Le regard lucide que nous sommes aujourd’hui invités à porter sur leur situation, sur ce qui a été consenti – ou ne l’a pas été – pour appliquer le programme d’action défini par la Conférence de Paris de 1990 montre que l’essentiel reste à faire.

Mon collègue espagnol, parlant au nom de l’Union européenne, a dressé un bilan rigoureux. Je n’y reviens pas. Qu’il me suffise de rappeler que, dans le rapport fort utile de la CNUCED a établi, nous voyons que les PMA continuent globalement de s’appauvrir puisque – à quelques exceptions près – leur croissance économique reste inférieure à l’accroissement de leur population et que leur part dans les échanges mondiaux, déjà bien faible, a encore baissé.

Les facteurs économiques, les contraintes géographiques ou climatiques ne sont certes pas les seules causes de cette situation alarmante. De nombreux pays moins avancés sont ou ont été le théâtre de guerres civiles ou de conflits armés qui, sans parler des intolérables souffrances imposées aux populations, ferment toute perspective de progrès économique, démocratique et social, en même temps qu’ils accaparent des ressources normalement destinées au développement.

La leçon de ces drames doit être tirée : le consensus national, la participation démocratique à l’édification d’un état de droit sont indispensables au développement.

Madame le président,

La charge qui pèse sur les gouvernements des pays les moins avancées est donc considérable. Il est qu’il est d’abord de leur responsabilité de continuer de prendre, dans le domaine financier, les mesures rigoureuses indispensables à une croissance durable et de poursuivre de manière générale, les politiques cohérentes de nature à favoriser l’épanouissement de l’initiative économique. En rappelant ce qui est une vérité d’évidence, je veux affirmer la confiance que nous avons dans la capacité de ces pays à définir et à conduire les politiques propres à assurer le bien-être de leurs populations et à préparer leur avenir. L’éducation et la formation, fondement du développement humain, appellent, bien évidemment, des sacrifices à moyen terme.
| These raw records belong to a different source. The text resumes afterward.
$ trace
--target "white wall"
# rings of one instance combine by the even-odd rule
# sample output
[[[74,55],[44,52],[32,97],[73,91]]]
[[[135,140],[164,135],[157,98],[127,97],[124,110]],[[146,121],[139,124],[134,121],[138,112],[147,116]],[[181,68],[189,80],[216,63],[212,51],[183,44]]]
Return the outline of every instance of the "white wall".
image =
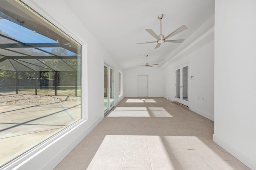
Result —
[[[188,63],[188,100],[190,109],[213,120],[214,41],[183,57],[164,70],[164,97],[174,101],[176,96],[175,71]],[[204,98],[203,100],[203,98]]]
[[[215,0],[213,140],[256,169],[256,2]]]
[[[118,97],[118,70],[123,70],[63,1],[23,1],[82,45],[82,108],[84,118],[3,167],[52,169],[104,118],[103,59],[116,70],[116,103],[122,99]]]
[[[163,96],[163,70],[153,67],[141,66],[124,71],[125,97],[138,97],[138,76],[148,75],[148,97]]]

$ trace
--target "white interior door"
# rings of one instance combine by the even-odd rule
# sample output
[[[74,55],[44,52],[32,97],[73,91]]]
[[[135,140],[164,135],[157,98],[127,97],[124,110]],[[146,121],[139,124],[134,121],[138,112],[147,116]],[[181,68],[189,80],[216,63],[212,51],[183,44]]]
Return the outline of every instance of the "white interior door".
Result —
[[[188,66],[185,65],[176,69],[175,101],[188,106]]]
[[[148,97],[148,76],[138,76],[138,96]]]

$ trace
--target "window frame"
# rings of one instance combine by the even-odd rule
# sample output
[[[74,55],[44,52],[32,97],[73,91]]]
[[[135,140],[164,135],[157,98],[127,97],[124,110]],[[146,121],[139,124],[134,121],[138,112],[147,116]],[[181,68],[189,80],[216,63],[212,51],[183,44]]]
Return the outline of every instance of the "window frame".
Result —
[[[87,70],[87,44],[77,35],[64,26],[60,21],[42,10],[37,4],[29,0],[18,0],[39,14],[55,26],[81,45],[81,68],[82,118],[36,147],[11,160],[1,167],[1,169],[54,168],[88,134],[90,127],[96,126],[101,119],[97,120],[87,127],[88,119],[88,73]],[[84,130],[85,128],[88,128]],[[81,132],[82,133],[81,133]],[[68,145],[67,145],[66,141]],[[49,156],[50,155],[50,156]],[[43,159],[44,161],[42,162]]]
[[[121,80],[120,80],[120,75],[121,75]],[[120,89],[121,88],[121,89]],[[123,73],[121,71],[118,71],[118,97],[120,98],[123,96]],[[120,92],[121,93],[120,94]]]

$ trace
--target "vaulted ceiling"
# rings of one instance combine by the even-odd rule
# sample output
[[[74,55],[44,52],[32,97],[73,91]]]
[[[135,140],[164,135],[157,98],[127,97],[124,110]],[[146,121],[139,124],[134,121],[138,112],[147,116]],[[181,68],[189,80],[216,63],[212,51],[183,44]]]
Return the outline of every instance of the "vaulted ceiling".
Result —
[[[214,0],[65,0],[94,37],[124,70],[144,64],[148,55],[150,64],[161,67],[170,60],[170,54],[184,49],[190,37],[214,15]],[[165,36],[182,25],[188,29],[168,39],[185,39],[182,43],[167,43],[154,48],[156,39],[145,29]],[[191,41],[191,40],[190,40]],[[169,58],[168,58],[169,57]]]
Ces orientations sont exigeantes, mais prometteuses. Les résultats enregistrés d’ores et déjà par plusieurs PMA nuancent le sombre tableau brossé par les statistiques globales et confirment que le déclin économique des pays les plus pauvres n’est pas une fatalité. Plusieurs d’entre eux, en Afrique comme en Asie, ont renoué avec la croissance et sont en mesure de tirer profit d’une meilleure conjoncture internationale.
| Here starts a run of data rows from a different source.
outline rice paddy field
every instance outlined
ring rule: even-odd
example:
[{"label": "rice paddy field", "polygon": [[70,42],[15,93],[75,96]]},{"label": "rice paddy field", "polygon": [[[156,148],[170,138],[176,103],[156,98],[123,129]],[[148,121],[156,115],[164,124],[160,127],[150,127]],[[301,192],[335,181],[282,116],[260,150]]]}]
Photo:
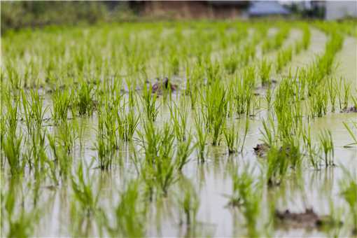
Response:
[{"label": "rice paddy field", "polygon": [[354,237],[356,22],[1,36],[1,237]]}]

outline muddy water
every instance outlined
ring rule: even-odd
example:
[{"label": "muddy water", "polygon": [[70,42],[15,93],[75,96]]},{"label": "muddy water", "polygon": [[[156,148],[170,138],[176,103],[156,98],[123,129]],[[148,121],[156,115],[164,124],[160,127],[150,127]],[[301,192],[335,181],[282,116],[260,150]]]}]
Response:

Cette note d’espoir, essentielle à nos yeux, doit entraîner un engagement renouvelé de la communauté. Les pays les moins avancés doivent en effet pouvoir compter sur la solidarité des autres. La France à la conviction que les PMA ont besoin d’une aide extérieure pour engager ou conforter leur essor économique. Il est de notre devoir – et de notre intérêt bien compris – de la leur fournir.

L’effort, me semble-t-il, doit porter dans trois directions :

1. Les ressources nécessaires à une aide au développement efficace doivent être préservées. La France, plus que jamais, se considère liée par l’objectif de 0,15 % du PIB, consacré à l’assistance aux PMA, qui, comme vous le savez, elle a atteint. Son effort en faveur des PMA s’est élevé à 2 MD de dollars (soit 13 % de l’aide mondiale aux PMA).

2. Il est essentiel par ailleurs, de faciliter l’accès des PMA au commerce international. Ces États doivent tirer le meilleur parti des accords de Marrakech pour accroître les débouchés de leurs produits, mais aussi protéger, là où c’est nécessaire, des productions nouvelles, notamment dans le domaine alimentaire. Nous estimons qu’aux côtés de l’OMC, la CNUCED a un rôle important à jouer en mettant à la disposition des états en développement ses capacités d’analyse et, en liaison avec le Centre du commerce international, ses programmes de coopération technique.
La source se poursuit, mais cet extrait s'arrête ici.